Bugs when using seq2seq in fednlp.
Hello, I'm using fednlp to do some experiments, but I find there are no improvment between two epoch in rouge score. I once suspected that this is caused by my fault. But I tried to run the demo and found the same error. Here is the example:
And next time when it run test:
Is this caused by some config or others? Or can you give me some tips?
@Luoyang144 normally, you need to check the entire training/test accuracy/loss curve. Sometimes, it's normal that the optimization between two iterations are the same (epochs/round, etc.)
@chaoyanghe But the final result are same as beyong, I suspect the model didn't get any improvement? So in fact, I guess there are some bug in learning process?
@zuluzazu Hi Mrigank, please check this bug.
@Luoyang144 This maybe because you are using only 1 client at each round. 1 client at each round will not give enough useful information for the server to aggregate and learning will get stuck.
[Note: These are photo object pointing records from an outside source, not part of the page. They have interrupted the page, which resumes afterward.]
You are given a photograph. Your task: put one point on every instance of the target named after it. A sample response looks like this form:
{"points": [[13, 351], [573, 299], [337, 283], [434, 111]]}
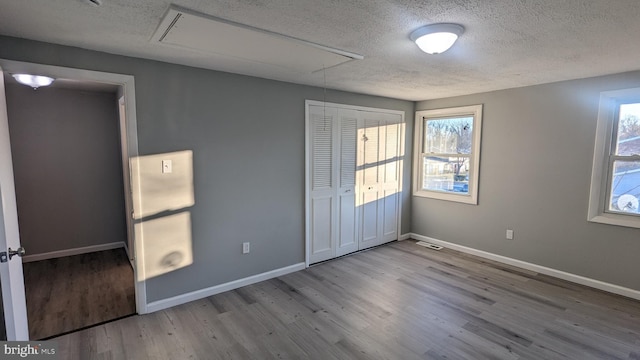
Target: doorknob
{"points": [[19, 251]]}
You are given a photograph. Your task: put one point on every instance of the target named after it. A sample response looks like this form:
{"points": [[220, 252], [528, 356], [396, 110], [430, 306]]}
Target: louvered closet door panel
{"points": [[368, 162], [347, 212], [322, 183]]}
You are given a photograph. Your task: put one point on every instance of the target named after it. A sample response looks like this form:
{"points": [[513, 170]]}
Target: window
{"points": [[447, 153], [615, 178]]}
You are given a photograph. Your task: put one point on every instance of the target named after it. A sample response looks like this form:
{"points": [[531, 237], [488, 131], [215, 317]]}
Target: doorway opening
{"points": [[71, 145]]}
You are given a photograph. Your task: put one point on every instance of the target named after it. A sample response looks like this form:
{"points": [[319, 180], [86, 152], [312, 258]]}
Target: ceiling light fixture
{"points": [[436, 38], [35, 81]]}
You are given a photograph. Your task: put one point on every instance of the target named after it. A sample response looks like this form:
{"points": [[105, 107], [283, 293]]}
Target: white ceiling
{"points": [[507, 43]]}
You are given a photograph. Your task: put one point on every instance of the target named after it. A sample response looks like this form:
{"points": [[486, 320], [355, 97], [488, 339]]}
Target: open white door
{"points": [[15, 307]]}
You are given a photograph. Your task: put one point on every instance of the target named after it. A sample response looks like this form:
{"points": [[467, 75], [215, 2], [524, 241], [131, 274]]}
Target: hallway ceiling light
{"points": [[436, 38], [35, 81]]}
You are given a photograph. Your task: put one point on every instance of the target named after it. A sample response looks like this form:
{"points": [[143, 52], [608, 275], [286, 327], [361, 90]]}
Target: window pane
{"points": [[448, 136], [628, 139], [625, 187], [449, 174]]}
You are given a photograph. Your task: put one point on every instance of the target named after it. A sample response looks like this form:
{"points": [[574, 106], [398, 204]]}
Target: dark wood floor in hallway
{"points": [[73, 292], [398, 301]]}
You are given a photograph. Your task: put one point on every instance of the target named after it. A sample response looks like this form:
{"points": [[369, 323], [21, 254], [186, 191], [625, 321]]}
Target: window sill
{"points": [[453, 197], [618, 220]]}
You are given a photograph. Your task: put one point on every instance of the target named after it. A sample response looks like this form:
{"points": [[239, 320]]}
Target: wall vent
{"points": [[209, 35]]}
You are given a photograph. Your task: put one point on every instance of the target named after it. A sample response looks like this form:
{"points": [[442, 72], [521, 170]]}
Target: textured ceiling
{"points": [[507, 43]]}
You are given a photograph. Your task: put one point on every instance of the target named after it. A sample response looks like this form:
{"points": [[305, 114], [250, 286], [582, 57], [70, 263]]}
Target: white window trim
{"points": [[599, 174], [472, 197]]}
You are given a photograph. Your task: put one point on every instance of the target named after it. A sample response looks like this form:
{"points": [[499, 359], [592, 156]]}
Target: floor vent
{"points": [[429, 245]]}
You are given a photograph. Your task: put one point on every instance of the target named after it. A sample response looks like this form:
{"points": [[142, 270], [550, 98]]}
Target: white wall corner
{"points": [[596, 284]]}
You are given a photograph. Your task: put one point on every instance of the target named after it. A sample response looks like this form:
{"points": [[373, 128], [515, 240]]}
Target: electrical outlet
{"points": [[167, 167], [509, 234]]}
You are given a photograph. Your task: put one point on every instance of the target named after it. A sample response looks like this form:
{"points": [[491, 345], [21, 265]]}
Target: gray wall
{"points": [[237, 127], [535, 168], [66, 160]]}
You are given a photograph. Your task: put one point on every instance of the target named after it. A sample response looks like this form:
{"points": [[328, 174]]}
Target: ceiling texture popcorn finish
{"points": [[506, 44]]}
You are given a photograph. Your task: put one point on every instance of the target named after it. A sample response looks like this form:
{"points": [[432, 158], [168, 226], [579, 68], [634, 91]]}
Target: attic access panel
{"points": [[211, 35]]}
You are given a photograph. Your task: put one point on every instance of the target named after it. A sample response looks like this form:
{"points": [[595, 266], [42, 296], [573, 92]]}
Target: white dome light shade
{"points": [[35, 81], [436, 38]]}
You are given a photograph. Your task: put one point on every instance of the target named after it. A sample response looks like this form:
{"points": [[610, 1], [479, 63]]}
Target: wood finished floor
{"points": [[399, 301], [73, 292]]}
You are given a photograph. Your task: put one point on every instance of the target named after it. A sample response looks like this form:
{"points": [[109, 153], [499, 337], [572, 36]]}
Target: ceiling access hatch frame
{"points": [[210, 35]]}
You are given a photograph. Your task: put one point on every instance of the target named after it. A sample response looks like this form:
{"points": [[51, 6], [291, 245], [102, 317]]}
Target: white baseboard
{"points": [[70, 252], [597, 284], [199, 294]]}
In my demo I gave 1 client because I did not have enough GPU memory for 5 clients. You need to try atleast 6-8 clients at each round. Even after that if you feel there is a bug feel free to reach out here
@zuluzazu Hello, I tried to set 6 clients per round, but get same bad result. Is there any other config need to change?
@zuluzazu Hello, will you solve this problem? It really made me confused.
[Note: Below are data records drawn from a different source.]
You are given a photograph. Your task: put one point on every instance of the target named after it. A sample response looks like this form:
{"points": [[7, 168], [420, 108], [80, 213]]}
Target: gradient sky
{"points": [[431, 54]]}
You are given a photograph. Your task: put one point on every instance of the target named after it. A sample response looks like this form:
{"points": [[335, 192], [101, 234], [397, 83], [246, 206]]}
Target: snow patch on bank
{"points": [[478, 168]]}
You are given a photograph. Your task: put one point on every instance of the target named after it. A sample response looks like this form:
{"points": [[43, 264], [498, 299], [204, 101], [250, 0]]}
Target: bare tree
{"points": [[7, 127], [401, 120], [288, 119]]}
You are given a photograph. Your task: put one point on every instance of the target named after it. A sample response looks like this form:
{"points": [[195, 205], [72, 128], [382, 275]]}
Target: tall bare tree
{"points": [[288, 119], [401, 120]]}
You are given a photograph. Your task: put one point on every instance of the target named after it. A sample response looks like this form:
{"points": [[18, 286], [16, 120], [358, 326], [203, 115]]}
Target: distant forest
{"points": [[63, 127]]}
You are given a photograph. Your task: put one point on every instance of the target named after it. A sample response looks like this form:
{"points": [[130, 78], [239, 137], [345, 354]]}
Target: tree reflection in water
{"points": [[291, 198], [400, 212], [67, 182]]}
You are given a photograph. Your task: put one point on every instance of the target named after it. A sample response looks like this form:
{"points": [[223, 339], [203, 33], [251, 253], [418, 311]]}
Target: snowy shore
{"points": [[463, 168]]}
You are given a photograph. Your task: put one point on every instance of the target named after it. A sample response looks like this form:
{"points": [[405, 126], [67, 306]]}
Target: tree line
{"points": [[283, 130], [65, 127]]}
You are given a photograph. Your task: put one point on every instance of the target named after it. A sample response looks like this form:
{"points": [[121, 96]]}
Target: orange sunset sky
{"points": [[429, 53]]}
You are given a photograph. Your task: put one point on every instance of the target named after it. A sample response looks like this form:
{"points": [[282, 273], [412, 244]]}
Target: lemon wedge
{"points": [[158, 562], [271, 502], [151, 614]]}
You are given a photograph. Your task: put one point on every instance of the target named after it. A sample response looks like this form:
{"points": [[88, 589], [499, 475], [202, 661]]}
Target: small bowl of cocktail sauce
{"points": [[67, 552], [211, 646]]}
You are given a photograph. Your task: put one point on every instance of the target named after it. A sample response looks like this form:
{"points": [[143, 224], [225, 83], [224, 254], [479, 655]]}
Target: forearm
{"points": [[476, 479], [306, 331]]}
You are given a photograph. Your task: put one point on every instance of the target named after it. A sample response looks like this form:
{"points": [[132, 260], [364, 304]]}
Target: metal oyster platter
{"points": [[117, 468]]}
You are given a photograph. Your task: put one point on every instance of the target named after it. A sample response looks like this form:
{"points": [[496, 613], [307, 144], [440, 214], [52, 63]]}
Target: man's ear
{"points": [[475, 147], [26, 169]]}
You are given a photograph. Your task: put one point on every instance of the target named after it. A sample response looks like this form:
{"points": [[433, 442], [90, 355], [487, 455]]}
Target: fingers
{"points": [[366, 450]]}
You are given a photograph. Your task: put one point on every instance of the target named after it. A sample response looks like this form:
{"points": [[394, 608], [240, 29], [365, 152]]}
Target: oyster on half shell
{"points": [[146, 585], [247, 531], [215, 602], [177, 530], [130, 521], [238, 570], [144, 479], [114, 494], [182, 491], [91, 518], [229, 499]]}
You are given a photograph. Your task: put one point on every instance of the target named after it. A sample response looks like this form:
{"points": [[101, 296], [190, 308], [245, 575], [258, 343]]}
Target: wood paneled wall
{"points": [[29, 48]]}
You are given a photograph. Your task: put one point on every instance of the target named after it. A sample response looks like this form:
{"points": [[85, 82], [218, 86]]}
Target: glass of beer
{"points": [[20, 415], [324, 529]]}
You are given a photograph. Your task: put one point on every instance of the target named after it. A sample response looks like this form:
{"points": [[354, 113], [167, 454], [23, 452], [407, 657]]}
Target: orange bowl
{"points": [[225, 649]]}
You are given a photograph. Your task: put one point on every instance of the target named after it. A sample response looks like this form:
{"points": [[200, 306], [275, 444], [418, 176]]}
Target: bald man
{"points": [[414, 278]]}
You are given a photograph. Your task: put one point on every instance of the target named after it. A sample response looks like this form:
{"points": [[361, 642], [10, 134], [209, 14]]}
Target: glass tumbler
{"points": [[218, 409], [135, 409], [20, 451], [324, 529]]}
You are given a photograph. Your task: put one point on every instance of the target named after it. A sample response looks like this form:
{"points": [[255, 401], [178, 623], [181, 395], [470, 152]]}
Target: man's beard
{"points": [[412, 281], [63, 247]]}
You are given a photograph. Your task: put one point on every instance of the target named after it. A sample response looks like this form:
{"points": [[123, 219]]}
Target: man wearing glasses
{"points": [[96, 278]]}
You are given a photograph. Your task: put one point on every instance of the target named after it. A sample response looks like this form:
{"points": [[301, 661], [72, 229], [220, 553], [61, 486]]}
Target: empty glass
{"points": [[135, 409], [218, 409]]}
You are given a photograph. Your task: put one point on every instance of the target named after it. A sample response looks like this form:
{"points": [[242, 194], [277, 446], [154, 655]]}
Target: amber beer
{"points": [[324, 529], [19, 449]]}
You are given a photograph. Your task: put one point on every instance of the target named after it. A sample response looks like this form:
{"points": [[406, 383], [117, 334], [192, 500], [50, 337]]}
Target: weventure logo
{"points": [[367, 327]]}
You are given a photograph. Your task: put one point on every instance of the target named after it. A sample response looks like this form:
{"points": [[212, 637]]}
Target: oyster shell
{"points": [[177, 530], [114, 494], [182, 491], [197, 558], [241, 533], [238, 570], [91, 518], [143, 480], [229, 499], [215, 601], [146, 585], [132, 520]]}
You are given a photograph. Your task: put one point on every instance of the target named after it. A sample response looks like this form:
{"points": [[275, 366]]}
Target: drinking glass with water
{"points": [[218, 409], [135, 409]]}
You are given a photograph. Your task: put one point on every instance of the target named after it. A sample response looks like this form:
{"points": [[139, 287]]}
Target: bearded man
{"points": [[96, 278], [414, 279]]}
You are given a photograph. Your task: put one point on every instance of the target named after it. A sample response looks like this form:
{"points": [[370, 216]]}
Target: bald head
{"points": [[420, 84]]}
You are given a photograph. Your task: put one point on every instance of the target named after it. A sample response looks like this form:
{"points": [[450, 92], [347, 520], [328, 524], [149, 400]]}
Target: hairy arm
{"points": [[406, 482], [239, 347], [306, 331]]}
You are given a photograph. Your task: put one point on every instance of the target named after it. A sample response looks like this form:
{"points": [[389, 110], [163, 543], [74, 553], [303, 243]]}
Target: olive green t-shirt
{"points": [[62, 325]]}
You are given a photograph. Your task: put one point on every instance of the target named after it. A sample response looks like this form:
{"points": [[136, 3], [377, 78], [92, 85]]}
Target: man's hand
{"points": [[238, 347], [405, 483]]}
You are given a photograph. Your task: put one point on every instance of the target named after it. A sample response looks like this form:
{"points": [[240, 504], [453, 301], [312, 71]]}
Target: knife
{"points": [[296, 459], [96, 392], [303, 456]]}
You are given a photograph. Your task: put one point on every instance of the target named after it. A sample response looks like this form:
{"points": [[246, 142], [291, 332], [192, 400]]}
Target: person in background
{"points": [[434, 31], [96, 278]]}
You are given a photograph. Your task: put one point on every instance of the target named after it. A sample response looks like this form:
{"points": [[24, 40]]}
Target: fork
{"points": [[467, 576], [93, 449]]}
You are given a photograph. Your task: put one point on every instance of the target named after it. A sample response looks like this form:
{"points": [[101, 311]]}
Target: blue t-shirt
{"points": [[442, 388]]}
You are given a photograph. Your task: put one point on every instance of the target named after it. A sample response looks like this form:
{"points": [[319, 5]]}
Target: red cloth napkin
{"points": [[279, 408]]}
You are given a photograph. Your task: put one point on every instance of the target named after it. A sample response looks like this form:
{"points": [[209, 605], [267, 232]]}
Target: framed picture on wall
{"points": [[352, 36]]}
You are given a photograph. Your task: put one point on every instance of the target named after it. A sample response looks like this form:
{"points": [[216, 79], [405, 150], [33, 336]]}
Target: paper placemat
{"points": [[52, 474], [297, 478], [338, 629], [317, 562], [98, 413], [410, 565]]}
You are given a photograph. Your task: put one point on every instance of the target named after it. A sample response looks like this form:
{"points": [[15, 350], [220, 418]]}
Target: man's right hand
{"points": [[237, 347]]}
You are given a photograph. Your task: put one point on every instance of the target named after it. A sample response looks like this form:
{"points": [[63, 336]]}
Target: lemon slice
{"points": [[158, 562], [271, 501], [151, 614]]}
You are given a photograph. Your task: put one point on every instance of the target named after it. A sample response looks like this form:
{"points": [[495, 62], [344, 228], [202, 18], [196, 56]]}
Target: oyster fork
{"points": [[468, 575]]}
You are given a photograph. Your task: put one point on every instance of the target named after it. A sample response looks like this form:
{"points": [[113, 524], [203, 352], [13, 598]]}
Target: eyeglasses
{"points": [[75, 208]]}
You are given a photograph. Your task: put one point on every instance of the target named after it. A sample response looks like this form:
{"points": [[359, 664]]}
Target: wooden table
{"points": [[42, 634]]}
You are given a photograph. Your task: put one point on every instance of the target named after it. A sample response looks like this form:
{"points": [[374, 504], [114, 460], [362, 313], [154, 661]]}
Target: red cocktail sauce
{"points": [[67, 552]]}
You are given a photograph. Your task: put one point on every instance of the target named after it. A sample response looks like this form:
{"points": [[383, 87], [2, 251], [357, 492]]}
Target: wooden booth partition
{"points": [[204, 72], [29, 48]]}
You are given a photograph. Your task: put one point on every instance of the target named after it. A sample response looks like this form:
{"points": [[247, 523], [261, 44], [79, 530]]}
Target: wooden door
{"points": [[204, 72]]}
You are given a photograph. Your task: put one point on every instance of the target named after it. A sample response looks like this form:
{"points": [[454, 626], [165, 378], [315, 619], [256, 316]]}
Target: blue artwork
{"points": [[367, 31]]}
Hi @Luoyang144 When I trained it was converging. Currently I am having department orientations. I will try to check this over the weekend.
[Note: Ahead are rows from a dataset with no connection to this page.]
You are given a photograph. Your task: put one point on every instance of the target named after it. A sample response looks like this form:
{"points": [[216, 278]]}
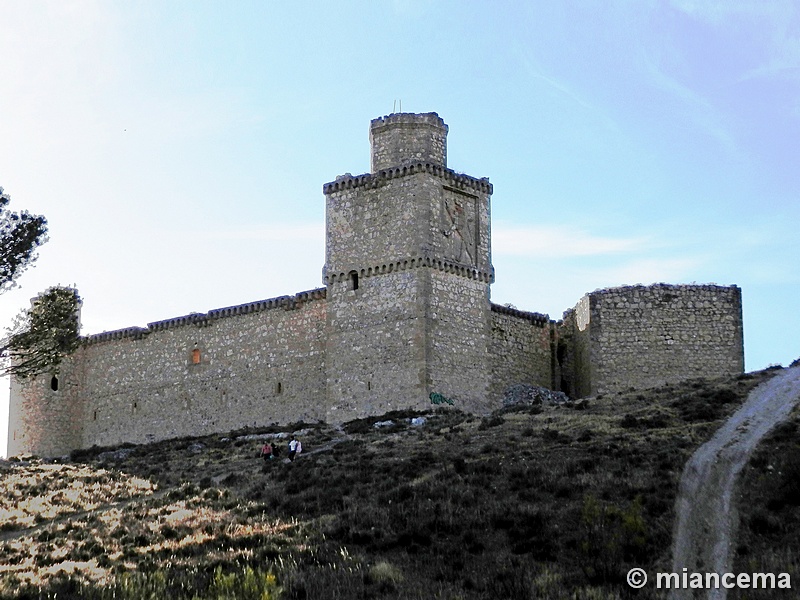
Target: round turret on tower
{"points": [[402, 138]]}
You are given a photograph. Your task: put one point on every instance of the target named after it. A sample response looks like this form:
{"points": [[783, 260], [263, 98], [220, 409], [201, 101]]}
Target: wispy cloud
{"points": [[305, 232], [777, 20], [558, 242]]}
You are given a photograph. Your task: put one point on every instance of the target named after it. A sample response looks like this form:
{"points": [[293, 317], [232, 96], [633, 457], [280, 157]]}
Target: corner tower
{"points": [[408, 268]]}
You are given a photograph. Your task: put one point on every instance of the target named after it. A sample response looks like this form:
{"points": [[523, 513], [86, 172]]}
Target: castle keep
{"points": [[405, 313]]}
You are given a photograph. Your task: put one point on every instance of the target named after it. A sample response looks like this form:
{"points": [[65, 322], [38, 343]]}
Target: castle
{"points": [[404, 319]]}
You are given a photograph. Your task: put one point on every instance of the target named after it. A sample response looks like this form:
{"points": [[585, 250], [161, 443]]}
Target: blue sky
{"points": [[178, 149]]}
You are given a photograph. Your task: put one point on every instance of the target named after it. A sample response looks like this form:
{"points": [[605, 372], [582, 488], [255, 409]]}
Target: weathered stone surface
{"points": [[405, 318], [532, 395]]}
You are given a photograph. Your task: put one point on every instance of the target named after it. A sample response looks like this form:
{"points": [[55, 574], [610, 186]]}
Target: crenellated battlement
{"points": [[205, 319], [413, 263], [538, 319], [373, 180], [401, 138], [406, 314]]}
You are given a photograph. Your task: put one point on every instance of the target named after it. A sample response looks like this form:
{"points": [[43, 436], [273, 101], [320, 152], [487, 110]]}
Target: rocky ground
{"points": [[547, 499]]}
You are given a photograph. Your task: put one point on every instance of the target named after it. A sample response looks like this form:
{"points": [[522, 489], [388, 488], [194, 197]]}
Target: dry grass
{"points": [[528, 503]]}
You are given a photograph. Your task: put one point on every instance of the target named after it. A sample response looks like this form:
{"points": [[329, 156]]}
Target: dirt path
{"points": [[706, 516]]}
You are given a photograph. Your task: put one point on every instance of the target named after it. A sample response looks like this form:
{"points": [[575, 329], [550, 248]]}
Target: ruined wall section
{"points": [[574, 350], [646, 336], [520, 350], [43, 420]]}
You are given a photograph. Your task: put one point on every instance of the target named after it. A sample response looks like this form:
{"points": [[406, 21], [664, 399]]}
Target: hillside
{"points": [[554, 501]]}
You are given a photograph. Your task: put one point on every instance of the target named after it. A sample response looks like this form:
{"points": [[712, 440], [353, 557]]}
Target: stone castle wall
{"points": [[376, 345], [247, 365], [520, 350], [405, 313], [643, 336]]}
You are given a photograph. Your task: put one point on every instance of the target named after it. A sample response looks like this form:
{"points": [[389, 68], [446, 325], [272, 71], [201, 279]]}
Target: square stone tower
{"points": [[408, 268]]}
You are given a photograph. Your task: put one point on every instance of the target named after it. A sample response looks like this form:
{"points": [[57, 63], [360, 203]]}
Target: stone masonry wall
{"points": [[256, 364], [520, 350], [43, 420], [376, 345], [403, 137], [573, 352], [458, 342], [646, 336]]}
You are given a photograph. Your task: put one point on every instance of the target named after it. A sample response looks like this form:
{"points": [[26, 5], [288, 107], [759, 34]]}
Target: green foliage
{"points": [[20, 235], [43, 334], [610, 536]]}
@Luoyang144 I am pretty certain that the convergence issue is most probably due to hyper parameters. So we in the meanwhile can you please do a hyper parameter tuning like maybe decreasing the learning rate and changing batch sizes. In my experience Federated settings are very sensitive to hyperparameters so it would be cool if you could do some hyper parameters tuning and I will also try to check for any bug over the weekend
@zuluzazu Thank you, I will try to change some parameters.
@zuluzazu Hello, this weekend I tried to tune some hyper parameters, like lr, client_number, but all get bad result, even worse than original parameters.
@Luoyang144 Does your Rouge score improve if you do centralized training. If not then there is an issue with the model and not the FedNLP code in itself. Can you check?
@Luoyang144 Were you able to resolve the issue?